I've recently been learning about the special values of symmetric square $L$-functions of modular forms.

If $f$ is a cuspidal modular eigenform (of some weight $k \ge 2$) then its symmetric square $L$-function is the $L$-function given by $\prod_{\text{$\ell$ prime}} D_\ell(\ell^{-s})^{-1}$, where for almost all $\ell$ we have $D_\ell(X) = (1 - \alpha^2 X)(1 - \alpha \beta X)(1 - \beta^2 X)$, $\alpha, \beta$ being as usual the roots of the Hecke polynomial $X^2 - a_\ell(f) X + \ell^{k-1} \varepsilon_f(\ell)$.

Now, it seems to me that the critical values of $L(\operatorname{Sym}^2 f, s)$ (in the sense of Deligne) should be the odd integers in the range $1 \le s \le k-1$, and the even integers in the range $k \le s \le 2k-2$. If you twist the symmetric square by a Dirichlet character $\chi$ with $\chi(-1) = -1$, then the parity flips and you see even integers in $\{1, \dots, k-1\}$ and odds in $\{k, \dots, 2k-2\}$.

What's puzzling me is an assertion in Hida's paper "P-adic L-functions for base-change lifts from GL(2) to GL(3)" (see link, page 93 onwards). Hida works with a different $L$-function, a shifted version of the adjoint $L$-function; so his $L$-function is $L(\operatorname{Sym}^2(f) \otimes \varepsilon_f^{-1}, s)$ in my notation. Thus the critical values of Hida's $L$-function, by my computation, should be the integers in $\{1, \dots, k-1\}$ with the opposite parity to $k$, and the integers in $\{k, \dots, 2k-2\}$ with the same parity as $k$ (so the "near-central" values $k-1$ and $k$ are always critical).

However, Hida states on p96 of his paper that the critical values of his $L$-function are the odd integers in $\{1, \dots, k-1\}$ and the even ones in $\{k, \dots, 2k-2\}$, regardless of the parity of $k$. Have I got this computation wrong, or is this a mistake in Hida's paper?

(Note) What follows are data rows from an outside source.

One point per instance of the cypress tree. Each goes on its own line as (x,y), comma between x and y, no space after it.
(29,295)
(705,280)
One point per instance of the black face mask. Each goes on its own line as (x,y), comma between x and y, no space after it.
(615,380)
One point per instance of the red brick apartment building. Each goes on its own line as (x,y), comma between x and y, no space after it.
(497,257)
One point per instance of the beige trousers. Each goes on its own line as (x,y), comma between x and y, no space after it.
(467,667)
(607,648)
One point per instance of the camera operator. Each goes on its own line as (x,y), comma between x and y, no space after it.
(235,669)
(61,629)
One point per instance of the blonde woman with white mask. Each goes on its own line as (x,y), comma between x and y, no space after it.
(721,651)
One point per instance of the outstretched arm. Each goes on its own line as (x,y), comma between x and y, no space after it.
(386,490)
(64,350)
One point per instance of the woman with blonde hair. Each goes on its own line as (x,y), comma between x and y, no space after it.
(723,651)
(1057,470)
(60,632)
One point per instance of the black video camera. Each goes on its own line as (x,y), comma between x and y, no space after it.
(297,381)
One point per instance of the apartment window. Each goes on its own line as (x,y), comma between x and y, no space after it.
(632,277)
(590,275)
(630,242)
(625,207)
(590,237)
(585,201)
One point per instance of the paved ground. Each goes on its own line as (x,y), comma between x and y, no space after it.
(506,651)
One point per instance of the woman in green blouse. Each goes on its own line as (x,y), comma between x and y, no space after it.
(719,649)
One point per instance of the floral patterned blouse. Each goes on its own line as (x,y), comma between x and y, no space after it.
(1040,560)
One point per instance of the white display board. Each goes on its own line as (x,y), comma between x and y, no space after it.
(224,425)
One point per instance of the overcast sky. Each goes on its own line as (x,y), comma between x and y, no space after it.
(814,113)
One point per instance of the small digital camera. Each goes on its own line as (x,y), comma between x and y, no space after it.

  • $\begingroup$ What is the answer for $k=2$? Here $s=2$ is critical. $\endgroup$ – kantelope Sep 8 '15 at 9:33
  • $\begingroup$ For $k$ even there is no difference between Hida's statement and my computations. The issue is only for $k$ odd. $\endgroup$ – David Loeffler Sep 8 '15 at 9:34
  • $\begingroup$ Magma claims (I know not how) that for $k=5$, the critical points are 6,8, and when I twist it by some character $\epsilon_f^{-1}$ who has $\epsilon(-1)=-1$, then they become 5,7. $\endgroup$ – kantelope Sep 8 '15 at 9:47
  • $\begingroup$ Magma agrees with me and disagrees with Hida, then. (Magma only seems to give critical values in the right half of the $s$-plane, which is weird; I can't find any description of the CriticalPoints function in the Magma docs, so it's not clear if this is intended behaviour or a bug.) $\endgroup$ – David Loeffler Sep 8 '15 at 9:50
  • $\begingroup$ Reading Hida, is there any link between $\chi$ at the top of page 96 and anything previous? You seem to interpret it as the character of the form, but I do not see this explicitly. $\endgroup$ – kantelope Sep 8 '15 at 10:15

I have not yet checked Hida's normalization, but I think you're right about the critical range.

The critical range of the symmetric square L-function is studied in C.G. Schmidt's paper "p-adic measures attached to automorphic representations of GL(3)".

Using the notation of this paper (see bottom of page 603), for any Dirichlet character $\chi$, we have $L(\mathrm{Sym}^2 f \otimes \chi, s) = L(s-k+1, \Sigma \otimes (\chi \varepsilon_f)^{-1})$. (I'm simplifying notation a bit, since the $\chi$ in the RHS should be a Grössencharakter.)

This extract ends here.